Handicapping pub trivia
Introduction
The following question was posted recently on Reddit’s statistics forum:
If there is a quiz of
x
questions with varying results between teams of different sizes, how could you logically handicap the larger teams to bring some sort of equivalence in performance measure?[Suppose there are] 25 questions and a team of two scores 11/25. A team of 4 scores 17/25. Who did better […]?
One respondent suggested a binomial model, in which every player has the same probability of answering any question correctly.
I suggested a model based on item response theory, in which each question has a level of difficulty, d
, each player has a level of efficacy e
, and the probability that a player answers a question is
expit(e-d+c)
where c
is a constant offset for all players and questions and expit
is the inverse of the logit function.
Another respondent pointed out that group dynamics will come into play. On a given team, it is not enough if one player knows the answer; they also have to persuade their teammates.
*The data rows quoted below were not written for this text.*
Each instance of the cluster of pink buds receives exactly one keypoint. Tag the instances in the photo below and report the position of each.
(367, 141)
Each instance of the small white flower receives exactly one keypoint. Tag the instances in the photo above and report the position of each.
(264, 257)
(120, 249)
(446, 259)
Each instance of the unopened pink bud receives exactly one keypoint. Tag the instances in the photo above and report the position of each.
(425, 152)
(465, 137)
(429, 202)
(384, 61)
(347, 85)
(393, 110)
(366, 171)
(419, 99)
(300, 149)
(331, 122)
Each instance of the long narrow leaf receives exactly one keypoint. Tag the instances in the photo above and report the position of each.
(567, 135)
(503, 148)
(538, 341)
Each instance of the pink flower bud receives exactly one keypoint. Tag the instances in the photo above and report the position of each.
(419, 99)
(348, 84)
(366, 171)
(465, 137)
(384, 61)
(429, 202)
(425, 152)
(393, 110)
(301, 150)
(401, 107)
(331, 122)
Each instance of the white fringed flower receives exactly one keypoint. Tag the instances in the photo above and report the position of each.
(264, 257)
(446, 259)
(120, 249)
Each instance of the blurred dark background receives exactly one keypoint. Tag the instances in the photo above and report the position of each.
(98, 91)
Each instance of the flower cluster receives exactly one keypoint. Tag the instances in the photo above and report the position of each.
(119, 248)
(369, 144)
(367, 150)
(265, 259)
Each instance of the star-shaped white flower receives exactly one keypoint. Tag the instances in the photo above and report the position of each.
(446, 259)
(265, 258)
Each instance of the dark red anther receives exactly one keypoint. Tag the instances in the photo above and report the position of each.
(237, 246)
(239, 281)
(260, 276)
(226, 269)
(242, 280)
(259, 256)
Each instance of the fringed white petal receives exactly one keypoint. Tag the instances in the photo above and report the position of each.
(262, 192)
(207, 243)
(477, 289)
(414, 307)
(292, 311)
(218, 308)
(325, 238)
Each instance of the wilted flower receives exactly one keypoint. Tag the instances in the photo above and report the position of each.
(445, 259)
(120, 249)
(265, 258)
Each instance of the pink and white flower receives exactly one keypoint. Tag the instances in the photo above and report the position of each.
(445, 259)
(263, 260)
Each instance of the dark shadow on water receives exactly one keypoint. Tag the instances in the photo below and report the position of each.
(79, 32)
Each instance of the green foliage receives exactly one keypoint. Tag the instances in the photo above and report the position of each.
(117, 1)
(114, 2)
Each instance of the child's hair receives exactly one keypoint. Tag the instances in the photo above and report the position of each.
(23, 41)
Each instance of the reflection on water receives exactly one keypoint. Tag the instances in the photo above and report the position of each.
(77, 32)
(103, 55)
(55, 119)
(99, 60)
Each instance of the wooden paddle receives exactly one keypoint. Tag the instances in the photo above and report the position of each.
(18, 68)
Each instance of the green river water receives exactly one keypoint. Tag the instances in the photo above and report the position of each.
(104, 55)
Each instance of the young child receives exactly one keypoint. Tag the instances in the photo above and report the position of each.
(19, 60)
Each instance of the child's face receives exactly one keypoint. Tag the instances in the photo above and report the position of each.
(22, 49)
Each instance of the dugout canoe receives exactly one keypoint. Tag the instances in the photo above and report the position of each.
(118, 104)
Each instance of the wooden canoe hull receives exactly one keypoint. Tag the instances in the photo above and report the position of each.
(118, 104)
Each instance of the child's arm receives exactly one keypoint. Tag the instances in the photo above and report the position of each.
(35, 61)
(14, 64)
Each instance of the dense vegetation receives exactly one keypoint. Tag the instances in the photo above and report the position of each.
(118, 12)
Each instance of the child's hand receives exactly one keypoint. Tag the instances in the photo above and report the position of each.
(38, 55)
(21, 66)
I wrote some simulations to explore this question. You can see a static version of my notebook here, or you can run the code on Colab.
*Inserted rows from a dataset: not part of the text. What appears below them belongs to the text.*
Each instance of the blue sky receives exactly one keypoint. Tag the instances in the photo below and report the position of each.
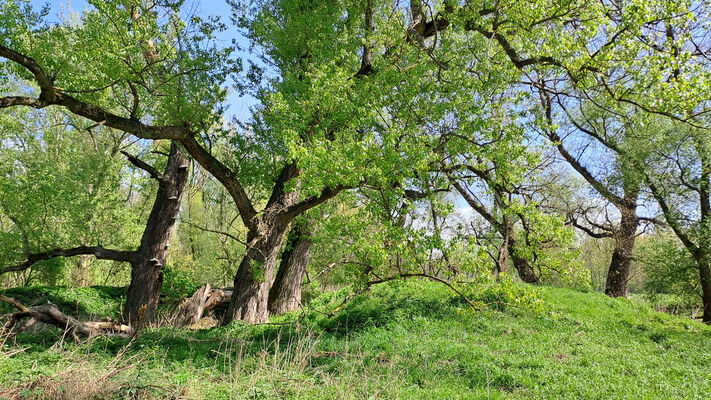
(239, 107)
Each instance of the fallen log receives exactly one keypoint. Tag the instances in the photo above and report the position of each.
(191, 310)
(51, 315)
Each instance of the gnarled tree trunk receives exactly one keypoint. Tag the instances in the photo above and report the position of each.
(623, 253)
(522, 265)
(149, 259)
(254, 276)
(704, 265)
(285, 294)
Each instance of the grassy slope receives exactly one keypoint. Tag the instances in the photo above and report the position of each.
(409, 341)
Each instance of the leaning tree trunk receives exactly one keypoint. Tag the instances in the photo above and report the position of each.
(285, 294)
(254, 276)
(149, 259)
(523, 265)
(623, 253)
(702, 261)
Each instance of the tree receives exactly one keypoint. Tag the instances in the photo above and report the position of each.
(148, 259)
(348, 99)
(285, 293)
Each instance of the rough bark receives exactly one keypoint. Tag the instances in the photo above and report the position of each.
(252, 282)
(147, 266)
(204, 299)
(285, 294)
(521, 264)
(623, 253)
(704, 265)
(51, 315)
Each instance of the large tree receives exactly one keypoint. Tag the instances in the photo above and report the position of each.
(342, 100)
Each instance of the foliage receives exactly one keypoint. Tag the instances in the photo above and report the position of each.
(669, 268)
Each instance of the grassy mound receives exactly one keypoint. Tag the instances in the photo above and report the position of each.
(406, 340)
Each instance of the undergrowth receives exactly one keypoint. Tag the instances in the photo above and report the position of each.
(403, 340)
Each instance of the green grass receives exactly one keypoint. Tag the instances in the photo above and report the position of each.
(405, 341)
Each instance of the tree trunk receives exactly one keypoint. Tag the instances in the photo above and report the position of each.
(147, 266)
(622, 254)
(522, 265)
(254, 276)
(285, 294)
(702, 261)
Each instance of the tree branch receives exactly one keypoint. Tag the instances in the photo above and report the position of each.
(144, 166)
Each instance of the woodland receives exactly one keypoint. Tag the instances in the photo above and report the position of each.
(266, 190)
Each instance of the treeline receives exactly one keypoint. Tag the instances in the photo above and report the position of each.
(460, 142)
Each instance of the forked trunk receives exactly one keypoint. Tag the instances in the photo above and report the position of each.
(522, 265)
(285, 294)
(149, 259)
(702, 260)
(622, 255)
(249, 301)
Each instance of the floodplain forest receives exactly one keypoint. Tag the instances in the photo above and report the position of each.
(346, 199)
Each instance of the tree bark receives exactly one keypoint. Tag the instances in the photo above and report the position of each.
(149, 259)
(522, 265)
(285, 294)
(623, 253)
(704, 265)
(254, 276)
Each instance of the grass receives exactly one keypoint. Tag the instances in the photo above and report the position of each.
(402, 341)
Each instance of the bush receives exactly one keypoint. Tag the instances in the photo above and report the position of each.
(669, 270)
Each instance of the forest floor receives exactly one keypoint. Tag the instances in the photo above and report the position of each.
(406, 341)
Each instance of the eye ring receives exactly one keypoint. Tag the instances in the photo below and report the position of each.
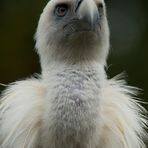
(61, 10)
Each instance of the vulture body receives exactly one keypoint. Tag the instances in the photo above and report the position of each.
(72, 104)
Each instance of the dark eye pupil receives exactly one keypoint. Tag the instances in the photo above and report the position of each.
(61, 10)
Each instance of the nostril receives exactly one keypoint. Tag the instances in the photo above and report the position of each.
(78, 4)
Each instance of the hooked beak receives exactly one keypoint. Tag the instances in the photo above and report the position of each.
(88, 13)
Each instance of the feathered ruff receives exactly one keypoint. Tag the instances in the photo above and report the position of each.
(22, 106)
(124, 120)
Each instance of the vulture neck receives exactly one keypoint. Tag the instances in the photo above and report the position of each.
(55, 68)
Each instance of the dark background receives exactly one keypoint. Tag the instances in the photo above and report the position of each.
(128, 20)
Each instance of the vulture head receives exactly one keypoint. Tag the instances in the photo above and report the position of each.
(73, 31)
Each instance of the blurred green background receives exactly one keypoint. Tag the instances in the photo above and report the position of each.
(128, 20)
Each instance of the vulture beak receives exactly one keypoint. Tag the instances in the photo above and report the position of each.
(87, 12)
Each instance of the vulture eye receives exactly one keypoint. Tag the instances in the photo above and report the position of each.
(61, 10)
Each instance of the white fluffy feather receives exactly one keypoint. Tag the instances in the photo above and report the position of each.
(73, 105)
(122, 121)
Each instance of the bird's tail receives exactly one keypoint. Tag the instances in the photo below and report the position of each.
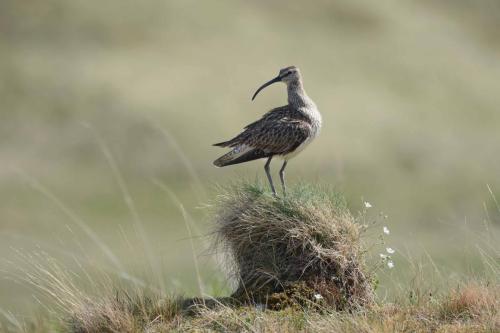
(239, 154)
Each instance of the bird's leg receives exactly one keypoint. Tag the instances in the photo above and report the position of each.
(282, 177)
(268, 173)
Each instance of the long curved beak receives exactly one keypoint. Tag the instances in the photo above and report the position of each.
(276, 79)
I implement a binomial model and a model based on item response theory. Interestingly, for the scenario in the question they yield opposite results: under the binomial model, we would judge that the team of two performed better; under the other model, the team of four was better.
In both cases I use a simple model of group dynamics: if anyone on the team gets a question, that means the whole team gets the question. So one way to think of this model is that “getting” a question means something like “knowing the answer and successfully convincing your team”.
Anyway, I’m not sure I really answered the question, other than to show that the answer depends on the model.